I take an orange most mornings for breakfast, with most of our oranges coming from the big Sainsbury's up the road, usually what they are pleased to call 'taste the difference', sometimes in a net, sometimes loose. The one I am looking at is more or less spherical, about three inches in diameter and nicely coloured in orange - my understanding being that if you want an orange to be reliably orange it needs to be spray painted.
The complaint being that while these oranges are generally satisfactory, they vary a good deal, even within purchase.
Some of them might be characterised as large satsumas. Peel comes off very easily, spongy in feel, a bit watery inside. Some have navels which I don't care for, with the navel being so much waste as far as I am concerned. Some are very hard to peel, with the pith separating from the peel and being hard to get off without damaging the orange proper. Some are rather chewy, which I believe to be the result of having been stored too long, although it may be that some of them just come like that. And some are very good.
The problem is that we can't tell from the outside. What they look like outside seems to be no guide to what they are like inside. Nor does price help much - paying more may improve the average but does not result in reliability.

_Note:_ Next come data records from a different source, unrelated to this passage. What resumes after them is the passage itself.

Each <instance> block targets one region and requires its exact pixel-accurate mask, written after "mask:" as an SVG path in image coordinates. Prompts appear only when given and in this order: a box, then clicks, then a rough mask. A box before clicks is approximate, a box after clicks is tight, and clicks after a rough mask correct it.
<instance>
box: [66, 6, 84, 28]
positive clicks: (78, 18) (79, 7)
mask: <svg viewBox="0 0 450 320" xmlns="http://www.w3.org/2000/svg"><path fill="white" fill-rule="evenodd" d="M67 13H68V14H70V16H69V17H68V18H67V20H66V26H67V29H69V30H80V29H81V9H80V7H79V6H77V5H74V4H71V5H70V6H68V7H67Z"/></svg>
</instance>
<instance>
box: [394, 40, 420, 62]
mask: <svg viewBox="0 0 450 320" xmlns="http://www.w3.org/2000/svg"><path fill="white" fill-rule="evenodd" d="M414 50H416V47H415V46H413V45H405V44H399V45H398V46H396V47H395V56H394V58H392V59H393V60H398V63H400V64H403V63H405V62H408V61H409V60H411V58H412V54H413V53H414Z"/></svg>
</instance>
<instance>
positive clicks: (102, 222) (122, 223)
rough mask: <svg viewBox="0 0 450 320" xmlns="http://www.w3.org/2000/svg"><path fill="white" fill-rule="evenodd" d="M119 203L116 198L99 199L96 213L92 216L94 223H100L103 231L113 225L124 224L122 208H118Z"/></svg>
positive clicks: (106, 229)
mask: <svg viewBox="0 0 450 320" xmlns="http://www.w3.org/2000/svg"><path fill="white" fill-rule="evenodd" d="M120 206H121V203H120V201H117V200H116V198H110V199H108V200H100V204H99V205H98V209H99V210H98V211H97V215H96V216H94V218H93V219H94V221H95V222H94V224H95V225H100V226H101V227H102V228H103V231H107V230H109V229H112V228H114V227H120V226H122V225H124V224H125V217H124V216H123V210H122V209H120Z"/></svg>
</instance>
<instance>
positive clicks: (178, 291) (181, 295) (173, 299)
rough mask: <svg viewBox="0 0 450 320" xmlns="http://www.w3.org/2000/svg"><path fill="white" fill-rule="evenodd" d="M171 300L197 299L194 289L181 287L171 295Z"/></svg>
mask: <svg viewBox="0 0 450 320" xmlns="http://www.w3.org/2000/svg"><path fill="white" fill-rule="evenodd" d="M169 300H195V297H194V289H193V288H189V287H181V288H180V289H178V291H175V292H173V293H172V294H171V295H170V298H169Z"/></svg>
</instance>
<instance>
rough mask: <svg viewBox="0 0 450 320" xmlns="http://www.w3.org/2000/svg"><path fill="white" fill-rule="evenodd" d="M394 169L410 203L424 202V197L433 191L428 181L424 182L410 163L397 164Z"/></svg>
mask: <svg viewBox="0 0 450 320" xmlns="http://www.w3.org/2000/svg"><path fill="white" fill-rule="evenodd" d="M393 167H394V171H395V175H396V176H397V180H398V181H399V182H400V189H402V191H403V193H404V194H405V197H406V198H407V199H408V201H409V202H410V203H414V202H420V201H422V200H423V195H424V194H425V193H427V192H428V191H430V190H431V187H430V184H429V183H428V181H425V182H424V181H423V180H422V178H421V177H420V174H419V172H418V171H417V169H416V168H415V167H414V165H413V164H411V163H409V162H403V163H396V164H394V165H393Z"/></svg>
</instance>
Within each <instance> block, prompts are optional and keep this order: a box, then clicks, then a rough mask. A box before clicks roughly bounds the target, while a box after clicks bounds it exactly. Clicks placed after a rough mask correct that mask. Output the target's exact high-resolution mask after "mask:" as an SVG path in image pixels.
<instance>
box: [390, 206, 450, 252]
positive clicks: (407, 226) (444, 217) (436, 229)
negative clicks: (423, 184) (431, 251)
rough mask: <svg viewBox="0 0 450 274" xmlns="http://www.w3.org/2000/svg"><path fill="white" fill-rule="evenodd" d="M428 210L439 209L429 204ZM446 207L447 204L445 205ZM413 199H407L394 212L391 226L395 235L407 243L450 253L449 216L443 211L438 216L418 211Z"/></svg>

Maybe this is the result of cutting costs. I fondly imagine that in the olden days when Sainsbury's was the grocer of choice for the housewives who fussed about their bacon and cheese and who could afford to pay, that somewhere in the HQ in Stamford Street there would be the Tsar (to use a word which has become a bit overused) for bacon, a Tsar for cheddar, a Tsar for butter and a Tsar for foreign cheese, assuming, that is, that they sold this last. And when they moved into oranges there would have been a Tsar for oranges, or at the very least for citrus. A man who knew everything there was to know about oranges. And nothing could be done with oranges in Sainsbury's without getting his nod. Who maybe, during his holidays, paid visits to orange groves where he would be royally entertained by the growers. Who was cute when it came to buying. With the result that Sainsbury's oranges were reliable and good. Which was the whole point of using a big grocer, rather than a corner greengrocer or one of the barrow boys down Surrey Street. The former could afford to carry experts.
But maybe now, in their effort to match the prices of everyone else, they have let all these sort of people go. Or at least not replaced them when they retired. And buying has become a matter for the purchasing department, staffed up by people who have perhaps got MBA's but who do not know too much about grocery.
PS 1: fifty years ago there used to be a top class fruit and vegetable street market in Surrey Street in Croydon. I think that last time I was there, a few years ago now, it had been given over to fancy goods and street food. And the Dog and Bull was not the house it used to be either. They probably sell food and have a television.
PS 2: I also remember reading once, possibly about Sainsbury's, that junior members of the family had to cut their teeth (as it were) on butter. They would spend most of their time, day and night, down at London Docks, keeping an eye on the butter as it came it, making sure it was fit to be sold. Can't imagine anything of that sort going on now.